Karboksizomlar , Siyanobakteriler, Knallgasbakteriler, Nitroso ve Nitrobakteriler gibi birçok ototrofik bakteride bulunan bakteriyel mikro bölmelerdir. Morfolojileri faj başlarını andıran proteinli yapılardır ve bu organizmalarda karbondioksit fiksasyonu enzimlerini (özellikle ribuloz bifosfat karboksilaz/oksijenaz, RuBisCO ve karbonik anhidraz) içerirler. Bikarbonatın karbonik anhidraz tarafından karbon dioksite hızlı dönüşümü ile birlikte enzimlerin yüksek lokal konsantrasyonunun, sitoplazma içinde mümkün olandan daha hızlı ve daha verimli karbondioksit fiksasyonuna izin verdiği düşünülmektedir.

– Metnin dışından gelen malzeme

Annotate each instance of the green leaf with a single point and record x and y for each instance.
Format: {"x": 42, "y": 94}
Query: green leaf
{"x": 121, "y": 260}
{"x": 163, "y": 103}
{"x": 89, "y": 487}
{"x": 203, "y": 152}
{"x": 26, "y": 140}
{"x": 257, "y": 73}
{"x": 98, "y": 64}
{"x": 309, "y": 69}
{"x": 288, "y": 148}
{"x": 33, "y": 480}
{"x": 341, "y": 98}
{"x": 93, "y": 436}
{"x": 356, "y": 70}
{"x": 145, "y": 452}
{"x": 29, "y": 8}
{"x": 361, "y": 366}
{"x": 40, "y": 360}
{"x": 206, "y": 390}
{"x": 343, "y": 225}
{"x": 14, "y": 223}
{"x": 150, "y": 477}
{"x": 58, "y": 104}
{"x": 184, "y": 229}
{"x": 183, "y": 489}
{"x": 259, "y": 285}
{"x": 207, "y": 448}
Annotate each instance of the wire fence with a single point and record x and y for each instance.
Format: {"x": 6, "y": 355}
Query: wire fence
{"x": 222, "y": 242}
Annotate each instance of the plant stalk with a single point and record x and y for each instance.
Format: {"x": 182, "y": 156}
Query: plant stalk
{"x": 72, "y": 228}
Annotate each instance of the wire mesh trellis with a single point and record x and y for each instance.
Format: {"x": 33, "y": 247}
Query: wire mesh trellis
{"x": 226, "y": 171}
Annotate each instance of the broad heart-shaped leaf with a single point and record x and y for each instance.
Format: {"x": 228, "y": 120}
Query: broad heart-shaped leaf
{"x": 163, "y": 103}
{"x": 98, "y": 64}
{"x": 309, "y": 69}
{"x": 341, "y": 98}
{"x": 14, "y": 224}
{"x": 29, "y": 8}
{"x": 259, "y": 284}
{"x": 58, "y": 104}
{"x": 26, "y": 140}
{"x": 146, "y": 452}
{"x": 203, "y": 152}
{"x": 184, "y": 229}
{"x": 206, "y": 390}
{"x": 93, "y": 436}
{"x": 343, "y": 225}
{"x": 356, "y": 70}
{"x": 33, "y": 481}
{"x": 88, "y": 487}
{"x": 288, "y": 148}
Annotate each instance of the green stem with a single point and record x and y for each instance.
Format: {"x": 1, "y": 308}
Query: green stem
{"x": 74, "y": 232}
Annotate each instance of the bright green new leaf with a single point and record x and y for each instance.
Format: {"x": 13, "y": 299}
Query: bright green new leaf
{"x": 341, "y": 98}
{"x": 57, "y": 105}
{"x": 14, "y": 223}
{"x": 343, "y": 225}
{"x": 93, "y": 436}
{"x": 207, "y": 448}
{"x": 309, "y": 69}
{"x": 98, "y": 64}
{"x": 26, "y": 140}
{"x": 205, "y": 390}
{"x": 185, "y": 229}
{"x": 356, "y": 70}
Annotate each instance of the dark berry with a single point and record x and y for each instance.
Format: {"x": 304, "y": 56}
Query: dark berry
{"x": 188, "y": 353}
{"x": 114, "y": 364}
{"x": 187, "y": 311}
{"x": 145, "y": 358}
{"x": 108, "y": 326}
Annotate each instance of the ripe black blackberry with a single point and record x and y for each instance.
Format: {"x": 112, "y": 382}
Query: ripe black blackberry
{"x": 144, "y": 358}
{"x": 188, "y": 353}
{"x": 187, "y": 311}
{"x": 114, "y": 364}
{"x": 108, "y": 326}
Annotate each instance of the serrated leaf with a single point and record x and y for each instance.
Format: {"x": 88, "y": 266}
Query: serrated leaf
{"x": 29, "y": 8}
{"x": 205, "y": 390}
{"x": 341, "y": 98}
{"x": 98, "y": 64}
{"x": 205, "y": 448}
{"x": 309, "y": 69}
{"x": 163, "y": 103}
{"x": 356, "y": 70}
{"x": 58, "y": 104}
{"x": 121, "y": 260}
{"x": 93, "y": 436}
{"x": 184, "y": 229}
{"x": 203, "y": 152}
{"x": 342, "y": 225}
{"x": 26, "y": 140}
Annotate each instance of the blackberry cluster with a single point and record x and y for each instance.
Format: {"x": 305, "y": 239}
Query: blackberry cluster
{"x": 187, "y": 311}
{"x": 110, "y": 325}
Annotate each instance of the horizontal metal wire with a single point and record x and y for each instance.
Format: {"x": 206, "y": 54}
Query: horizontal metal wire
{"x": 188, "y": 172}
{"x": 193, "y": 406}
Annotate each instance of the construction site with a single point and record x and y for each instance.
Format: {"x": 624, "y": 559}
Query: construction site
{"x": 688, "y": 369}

Benzer yapıların, bazı Enterobacteriaceae'de (örn. Salmonella) 1,3-propandiole gliserol fermantasyonunun anahtar enzimi olan koenzim B12 içeren gliserol dehidratazı barındırdığı bilinmektedir .

manyetozomlar

Manyetozomlar , manyetotaktik bakterilerde bulunan ve kendilerini bir manyetik alan ( manyetotaksi ) boyunca algılamalarına ve hizalamalarına izin veren bakteriyel mikro bölmelerdir . Manyetotaksinin ekolojik rolü bilinmemektedir ancak optimal oksijen konsantrasyonlarının belirlenmesinde rol oynadığı düşünülmektedir. Manyetozomlar, mineral manyetit veya grejitten oluşur ve bir lipid çift katmanlı zarla çevrilidir. Manyetozomların morfolojisi türe özgüdür.

endosporlar

Belki de strese en iyi bilinen bakteri adaptasyonu endosporların oluşumudur . Endosporlar, birçok farklı kimyasal ve çevresel strese karşı oldukça dirençli olan ve bu nedenle bakterilerin normal vejetatif formlarında bu hücreler için öldürücü olabilecek ortamlarda hayatta kalmalarını sağlayan bakteriyel hayatta kalma yapılarıdır. Bu yayınlar sorgulanmasına rağmen endospor oluşumunun bazı bakterilerin yüz milyonlarca yıl (örneğin tuz kristallerinde) hayatta kalmasına izin verdiği öne sürülmüştür. Endospor oluşumu, Bacillus ve Clostridium gibi birkaç gram pozitif bakteri türü ile sınırlıdır . Üreme sporlarından farklıdır, çünkü hücre başına sadece bir spor oluşur, bu da endospor çimlenmesi üzerine hücre sayısında net kazanç sağlamaz. Bir hücre içindeki bir endosporun konumu türe özgüdür ve bir bakterinin kimliğini belirlemek için kullanılabilir. Dipikolinik asit , bakteri sporlarının kuru ağırlığının %5 ila %15'ini oluşturan ve endosporların ısı direncinden sorumlu olduğu düşünülen kimyasal bir bileşiktir. Arkeologlar, Mısır mumyalarının bağırsaklarından ve ayrıca Kuzey İsveç'teki binlerce yıllık olduğu tahmin edilen göl çökellerinden alınan uygun endosporlar buldular.